Perang Dagang AS-China, Ganjar Tak Akan Bawa Indonesia Hanya Dekat ke China
Bakal calon presiden Ganjar Pranowo menyampaikan pidato terkait arah dan strategi politik luar negeri Indonesia di Kantor CSIS, Jakarta, Selasa (7/11/2023).

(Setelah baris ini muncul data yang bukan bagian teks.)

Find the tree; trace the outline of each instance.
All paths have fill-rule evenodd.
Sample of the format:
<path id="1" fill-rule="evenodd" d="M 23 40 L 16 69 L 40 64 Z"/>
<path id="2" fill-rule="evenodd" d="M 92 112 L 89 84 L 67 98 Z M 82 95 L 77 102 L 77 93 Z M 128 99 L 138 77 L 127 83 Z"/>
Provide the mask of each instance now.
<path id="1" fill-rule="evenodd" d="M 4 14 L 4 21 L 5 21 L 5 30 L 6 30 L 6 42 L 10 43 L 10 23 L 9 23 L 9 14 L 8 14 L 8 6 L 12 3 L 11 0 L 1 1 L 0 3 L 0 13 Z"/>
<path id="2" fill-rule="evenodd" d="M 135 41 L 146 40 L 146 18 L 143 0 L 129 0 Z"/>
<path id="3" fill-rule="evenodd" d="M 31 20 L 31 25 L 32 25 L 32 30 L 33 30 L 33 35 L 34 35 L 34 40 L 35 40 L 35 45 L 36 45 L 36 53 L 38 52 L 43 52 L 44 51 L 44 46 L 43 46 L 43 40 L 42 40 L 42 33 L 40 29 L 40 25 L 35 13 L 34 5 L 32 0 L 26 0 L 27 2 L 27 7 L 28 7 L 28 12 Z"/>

Jakarta, Gesuri.id - Bakal calon presiden (capres) Ganjar Pranowo menegaskan bahwa ia tidak akan membawa Indonesia untuk hanya bekerja sama dengan China dalam konteks perang dagang dan rivalitas antara China dan Amerika Serikat (AS).

Ganjar menekankan Indonesia tidak hanya bisa bergantung pada satu negara saja di tengah pergaulan antarnegara di dunia.

"Kita juga hidup di tengah pergaulan dunia, maka tidak bisa kita men-deny yang lain terus, kemudian kita hanya mengacu pada satu kepentingan negara saja," kata Ganjar dalam pidatonya terkait strategi dan arah politik luar negeri Indonesia di Kantor CSIS, Jakarta, Selasa (7/11/2023).

Ganjar berpandangan, prinsip luar negeri Indonesia yang bebas aktif berarti Indonesia bebas melakukan kerja sama dengan negara manapun yang sesuai dengan kepentingan Indonesia.

Oleh karena itu, ia menilai bahwa pintu kerja sama antara Indonesia dan AS tetap terbuka, tidak hanya bergantung kepada China.

"Kita punya sahabat negara yang cukup banyak, saya kira keadilan yang bisa kita berikan adalah pada kepentingan mana kita bisa bekerja sama dengan masing-masing negara itu," ujar Ganjar.

Mantan Gubernur Jawa Tengah ini pun berjanji akan mengundang banyak negara untuk bekerja sama dengan Indonesia bila ia terpilih di 2024, bukan hanya China dan AS.

"Sehingga kita bisa lebih terbuka dan di antara Kita sama-sama saling untung. Kalau itu terjadi, maka Kita bisa membuka peluang yang cukup luas," katanya.

Presiden Joko Widodo (Jokowi) sebelumnya juga pernah memberikan jawaban serupa ketika ditanya arah kecenderungan Indonesia di tengah perang dagang antara China dan Amerika Serikat.

Dalam wawancara khusus dengan BBC pada 31 Januari 2020, Jokowi menyatakan bahwa kepentingan Indonesia nomor satu ketika ditanya apakah memilih China atau Amerika Serikat.

"Yang paling penting buat saya national interest, kepentingan nasional harus nomor satu," kata Jokowi saat itu.

"Dengan China, kepentingan nasional nomor satu, dengan Jepang kepentingan nasional nomor satu, dengan Amerika kepentingan nasional nomor satu," ujarnya lagi.